Introduction
L'association SOLAL (Solidarité Amérique Latine) - qui distribue le café « rebelle et zapatiste » du Chiapas en sud-Ardèche) – a accueilli du 14 au 16 septembre une délégation de peuples originaires du Mexique dans le cadre d'une tournée organisée par le réseau européen de solidarité « europazapatista ».
À cette occasion, une réunion publique a été organisée le mardi 15 septembre à La Bobine à Aubenas avec la participation de Sandra Luz López Girón du Centre de défense des droits humains « Frayba » (Chiapas) et Abel Sánchez Martinez du Congrès national indigène (CNI) (Oaxaca).
Cela a été l'occasion d'aborder la situation des peuples mexicains en butte à l'exploitation et à la domination sur leur territoire et d'évoquer leur projet politique d'autonomie, d'auto-détermination et d'« anti-pouvoir » vis-à-vis de l'État fédéral. Leur combat est celui d'une résistance à un modèle de domination post-colonial qui se perpétue et contre lequel les peuples indigènes tentent d'opposer un autre projet politique.
Vidéo 2 : La résistance et l'autonomie face au modèle de domination capitaliste
Intervention de Abel Sánchez Martinez du Congrès national indigène (CNI) de l'État de Oaxaca
Lors de cette réunion, Abel a présenté le Congrès national indigène et sa création en 1996 sur proposition de l'Armée zapatiste de libération nationale (EZLN) en présentant les grands principes. Il a rappelé les accords de San Andrès et la trahison de l'État fédéral qui a justifié le choix politique de l'autonomie. Abel a présenté le fonctionnement du Congrès national indigène (CNI). Il a rappelé la nécessité de se défendre dans la guerre capitaliste qui cherche à exterminer les peuples. Il a rappelé les disparitions, les assassinats et l'emprisonnement des militant.es en illustrant avec le cas de Jesús Plácido Galindo. Il a conclu avec la célébration des 30 ans du CNI en octobre prochain.
Vidéo 3 : La nécessité de s'organiser contre la répression
Intervention de Sandra Luz López Girón du Centre de défense des droits humains « Frayba » (Chiapas)

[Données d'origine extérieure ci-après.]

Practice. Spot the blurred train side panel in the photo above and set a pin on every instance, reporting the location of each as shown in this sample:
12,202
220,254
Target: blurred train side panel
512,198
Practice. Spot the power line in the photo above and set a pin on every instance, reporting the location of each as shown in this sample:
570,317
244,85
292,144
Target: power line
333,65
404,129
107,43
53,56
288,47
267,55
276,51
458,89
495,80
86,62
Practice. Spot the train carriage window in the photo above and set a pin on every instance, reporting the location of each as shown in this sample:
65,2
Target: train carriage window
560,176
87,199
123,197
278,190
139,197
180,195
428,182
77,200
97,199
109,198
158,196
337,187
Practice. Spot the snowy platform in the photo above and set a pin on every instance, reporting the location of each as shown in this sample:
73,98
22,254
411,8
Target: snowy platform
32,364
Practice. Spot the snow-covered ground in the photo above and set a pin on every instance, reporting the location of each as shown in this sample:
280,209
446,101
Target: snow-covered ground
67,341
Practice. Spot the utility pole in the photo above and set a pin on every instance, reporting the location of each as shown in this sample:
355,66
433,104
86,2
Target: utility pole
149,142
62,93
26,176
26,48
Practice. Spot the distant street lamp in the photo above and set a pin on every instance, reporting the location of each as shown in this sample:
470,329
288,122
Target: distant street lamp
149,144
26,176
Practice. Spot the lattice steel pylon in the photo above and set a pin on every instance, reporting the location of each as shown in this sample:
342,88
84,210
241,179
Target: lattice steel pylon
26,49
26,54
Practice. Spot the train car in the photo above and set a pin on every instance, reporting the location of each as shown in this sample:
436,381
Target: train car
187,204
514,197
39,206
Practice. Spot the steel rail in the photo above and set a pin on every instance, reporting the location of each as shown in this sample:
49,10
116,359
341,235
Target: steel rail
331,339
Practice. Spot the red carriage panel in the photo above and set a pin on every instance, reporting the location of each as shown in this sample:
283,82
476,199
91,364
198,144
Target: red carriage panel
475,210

Sandra a évoqué les graves violations des droits humains dans la répression des résistances contre les méga projets extractivistes au Chiapas. Elle a également rappelé les cas de disparitions, d'assassinats et d'emprisonnement dans cet état. Elle a illustré son propos en évoquant des déplacements forcés de familles et des cas de torture. Elle a présenté le rôle de son organisation dans la défense des droits humains contre les différentes formes de répression. Elle a présenté le projet de « route des cultures Maya » imposé aux populations sans concertation qui détruit les cultures des peuples, la nature et les lieux sacrés. Elle a également illustré la répression à travers le cas de Antonio González Mendes disparu en 1999 et pour lequel la Cour inter américaine des droits humains a condamné l'État du Mexique. Elle a conclu avec le communiqué de l'EZLN du 9 août dernier appelant à une grande mobilisation nationale.
Vidéo 4
Débat avec la salle et conclusion
Les deux interventions très explicites de Abel Sánchez Martinez et de Sandra Luz López Girón sur la réalité du rapport de domination de l'État sur les peuples indigènes et la répression contre la résistance ont suscité différentes questions de la salle : les rapports entre les cultures, les peuples et les classes ; les conséquences du développement du tourisme pour les territoires ; l'intérêt des échanges internationaux entre les peuples pour s'inspirer de pratiques, etc.
La conclusion de SOLAL a rappelé la nécessité impérieuse de faire vivre l'internationalisme à travers des échanges sous différentes formes pour résister contre la domination capitalisme qui asservit les peuples et les classes dominées.